Most common council members said they would reserve judgment until they had more time to pore over the proposal. But Alderman-At-Large Mal Needler, who sat in on some of the budget discussions, said of the mayor that “as long as he did what we were talking about, I’m sure it’s a great budget.”
The announcement comes after weeks of budgetary talks conducted with various department heads and less than a month before elections. Ortt, who said despite the fact he has cut the city’s workforce by 17 percent in less than four years, he still sees pension and health care costs for employees as among the city’s largest expenditures.
He also suggested earmarking $850,000 toward repairing city roadways and sidewalks, with $550,000 of that coming from expected state funds. Another $900,000 would go toward repairing the city’s combined sanitary and sewage systems, some antiquated water mains and emergency natural gas generators.

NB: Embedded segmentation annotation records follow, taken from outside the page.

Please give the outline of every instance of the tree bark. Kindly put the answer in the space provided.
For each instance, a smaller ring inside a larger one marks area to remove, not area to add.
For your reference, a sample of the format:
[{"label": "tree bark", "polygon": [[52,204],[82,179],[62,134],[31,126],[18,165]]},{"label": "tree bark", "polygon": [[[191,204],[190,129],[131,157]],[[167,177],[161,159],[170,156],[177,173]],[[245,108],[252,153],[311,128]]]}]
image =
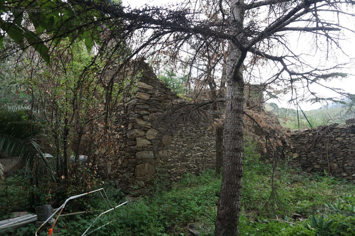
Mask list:
[{"label": "tree bark", "polygon": [[216,173],[220,173],[223,165],[223,130],[217,127],[216,131]]},{"label": "tree bark", "polygon": [[[231,34],[242,40],[244,10],[239,4],[242,1],[231,0],[230,25]],[[242,71],[235,68],[242,61],[245,53],[230,42],[227,65],[225,122],[224,124],[224,155],[223,172],[215,236],[236,236],[240,212],[243,176],[243,118],[244,110],[244,81]],[[235,73],[237,70],[237,73]]]}]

Additionally, Ortt would set aside $75,000 to add to the city’s growing legion of recycling totes, $60,0000 for the city market and $130,000 for new police cruisers, adding that the proposal adheres to his administration’s devotion to “providing services necessary to protect and assist our residents and business community” without raising taxes.
“I believe it is our duty and responsibility as elected leaders to provide basic services expected of local government in an efficient and cost-effective manner,” he said. “I believe this budget upholds that responsibility by holding the line on taxes and fees, keeping our commitment to repair infrastructure and ensuring that your money is spent wisely and appropriately.”